AIエージェントの普及を支える“オンボーディング”の仕組み
今回のNVIDIAのKeynoteで示唆された点の一つが、AIエージェントの導入に欠かせない「オンボーディング」の重要性です。今回は「NeMo」と呼ばれる仕組みが発表されていました。
たとえAIがいくら賢くなっても、企業ごとに異なる業務プロセスや独自の用語、明文化されていないルール(暗黙知)は存在します。AIエージェントを実用化するためには、そうした独自ルールや業務フロー、権限管理などをAIに“教え込み”、適切なフィードバックを与えつつ活用していく仕組みが不可欠です。
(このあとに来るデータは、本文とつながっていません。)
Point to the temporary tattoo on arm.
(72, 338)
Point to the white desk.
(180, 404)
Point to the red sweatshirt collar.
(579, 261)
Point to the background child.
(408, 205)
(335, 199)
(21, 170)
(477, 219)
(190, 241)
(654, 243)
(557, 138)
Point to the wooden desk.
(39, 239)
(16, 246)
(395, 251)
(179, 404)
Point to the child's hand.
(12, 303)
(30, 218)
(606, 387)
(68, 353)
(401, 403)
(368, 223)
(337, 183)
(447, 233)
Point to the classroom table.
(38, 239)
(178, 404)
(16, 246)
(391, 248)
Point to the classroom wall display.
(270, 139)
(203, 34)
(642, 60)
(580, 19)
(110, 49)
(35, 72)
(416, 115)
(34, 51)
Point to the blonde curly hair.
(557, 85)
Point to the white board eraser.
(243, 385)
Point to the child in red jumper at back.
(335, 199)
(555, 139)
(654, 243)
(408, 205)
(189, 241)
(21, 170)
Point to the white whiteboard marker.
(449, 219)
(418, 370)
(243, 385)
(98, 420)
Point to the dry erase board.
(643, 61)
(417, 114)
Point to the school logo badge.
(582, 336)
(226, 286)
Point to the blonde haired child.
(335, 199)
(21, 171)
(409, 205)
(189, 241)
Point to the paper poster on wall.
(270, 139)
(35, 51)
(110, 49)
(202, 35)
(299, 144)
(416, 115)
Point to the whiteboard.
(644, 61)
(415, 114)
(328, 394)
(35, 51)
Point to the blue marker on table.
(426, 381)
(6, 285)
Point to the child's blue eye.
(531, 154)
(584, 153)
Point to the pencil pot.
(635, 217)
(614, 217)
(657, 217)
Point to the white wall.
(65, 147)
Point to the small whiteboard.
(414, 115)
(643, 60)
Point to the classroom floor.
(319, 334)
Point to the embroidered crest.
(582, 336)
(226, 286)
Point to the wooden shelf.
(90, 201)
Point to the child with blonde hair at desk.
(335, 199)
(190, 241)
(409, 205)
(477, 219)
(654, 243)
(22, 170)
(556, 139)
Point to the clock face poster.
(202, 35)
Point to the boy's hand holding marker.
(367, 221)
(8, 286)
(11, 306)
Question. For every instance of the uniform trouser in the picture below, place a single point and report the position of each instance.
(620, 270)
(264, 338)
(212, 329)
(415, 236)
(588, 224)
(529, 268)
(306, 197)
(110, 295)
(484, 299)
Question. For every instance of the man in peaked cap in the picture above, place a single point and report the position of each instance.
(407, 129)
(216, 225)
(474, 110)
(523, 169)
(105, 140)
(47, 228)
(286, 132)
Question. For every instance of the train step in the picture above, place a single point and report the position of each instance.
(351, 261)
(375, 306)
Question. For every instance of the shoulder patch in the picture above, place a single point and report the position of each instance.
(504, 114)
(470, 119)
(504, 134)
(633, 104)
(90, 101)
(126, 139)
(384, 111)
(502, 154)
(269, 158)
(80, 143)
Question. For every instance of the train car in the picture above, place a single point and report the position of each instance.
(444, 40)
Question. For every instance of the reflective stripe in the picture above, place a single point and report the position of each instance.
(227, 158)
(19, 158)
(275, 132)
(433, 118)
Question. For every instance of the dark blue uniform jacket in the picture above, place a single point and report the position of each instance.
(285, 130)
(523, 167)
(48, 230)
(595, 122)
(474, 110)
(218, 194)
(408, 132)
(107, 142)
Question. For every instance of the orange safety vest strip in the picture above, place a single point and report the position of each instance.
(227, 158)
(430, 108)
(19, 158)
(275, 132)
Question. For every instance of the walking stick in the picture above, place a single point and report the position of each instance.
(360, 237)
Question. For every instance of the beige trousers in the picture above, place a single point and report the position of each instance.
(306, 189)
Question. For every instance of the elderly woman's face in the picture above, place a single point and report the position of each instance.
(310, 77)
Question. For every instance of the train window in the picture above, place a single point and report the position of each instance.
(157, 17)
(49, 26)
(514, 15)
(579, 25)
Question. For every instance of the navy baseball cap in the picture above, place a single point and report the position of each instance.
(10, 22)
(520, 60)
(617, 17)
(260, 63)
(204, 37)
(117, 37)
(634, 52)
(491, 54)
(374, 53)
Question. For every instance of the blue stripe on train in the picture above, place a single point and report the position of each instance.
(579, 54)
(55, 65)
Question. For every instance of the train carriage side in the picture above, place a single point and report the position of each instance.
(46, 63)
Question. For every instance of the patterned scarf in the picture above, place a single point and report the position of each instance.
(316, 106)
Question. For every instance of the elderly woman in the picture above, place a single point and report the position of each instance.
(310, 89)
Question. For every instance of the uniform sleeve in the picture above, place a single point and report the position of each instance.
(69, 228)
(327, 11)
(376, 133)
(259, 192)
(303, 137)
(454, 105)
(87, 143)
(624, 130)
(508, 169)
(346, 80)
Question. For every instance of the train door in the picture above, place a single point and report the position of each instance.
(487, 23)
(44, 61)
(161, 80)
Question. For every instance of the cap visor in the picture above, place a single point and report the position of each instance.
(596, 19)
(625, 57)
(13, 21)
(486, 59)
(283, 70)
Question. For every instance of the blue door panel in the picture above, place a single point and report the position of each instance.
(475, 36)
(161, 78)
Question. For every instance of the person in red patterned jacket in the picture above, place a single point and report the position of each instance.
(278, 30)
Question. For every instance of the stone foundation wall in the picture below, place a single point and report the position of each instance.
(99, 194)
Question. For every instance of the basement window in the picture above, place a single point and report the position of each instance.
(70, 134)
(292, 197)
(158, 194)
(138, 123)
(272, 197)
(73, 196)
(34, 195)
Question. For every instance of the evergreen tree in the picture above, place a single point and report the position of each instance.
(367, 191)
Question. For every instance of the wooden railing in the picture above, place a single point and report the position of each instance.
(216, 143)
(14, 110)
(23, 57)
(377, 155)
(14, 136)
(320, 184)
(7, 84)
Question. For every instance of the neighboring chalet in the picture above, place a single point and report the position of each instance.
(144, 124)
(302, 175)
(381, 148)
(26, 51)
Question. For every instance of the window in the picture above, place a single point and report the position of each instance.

これは、いわば「デジタル社員」を新たに雇用するようなものです。新入社員が入社した際、人事部門が教育や研修を行うように、IT部門がAIエージェントに対して業務を教え、管理する体制が必須となるでしょう。
それを象徴する言葉として、“In a lot of ways, the IT department of every company is going to be the HR department of AI agents in the future,”「あらゆる意味で、将来的には、すべての企業のIT部門がAIエージェントの人事部門になるだろう」という発言がファンCEOからありました。
「いやAIエージェントなんて聞いたことがないし、そんなわけないだろう」と思う方もいるかもしれませんが、実際に私を含め、AIを日頃から触る人には、AIエージェントを使って様々なタスクを遂行している人が出てきています。たとえば、調べ物とその上で出てきた示唆をまとめたレポートを作るタスクや、開発でコードを書いたり修正したりする際に、エージェントが補佐してくれるなどです。
人がAIエージェントに指示を出して仕事をすることが未来の働き方になることは、ほぼ確定的な未来かと考えています。ただし、これまでのシステムと違い、AIエージェントは入力と出力が必ずしも固定されていないため、管理方法が大きく変わります。
自由度を高くすればするほど成果が上がる可能性はありますが、セキュリティやコンプライアンスへの懸念も強まります。企業はこのバランスを取る仕組みを整備する必要があります。そのため、技術が発達したとしても、人や組織がAIエージェントとの付き合い方を学んでいく必要があり、そこで差がつくことになるのではないかと考えます。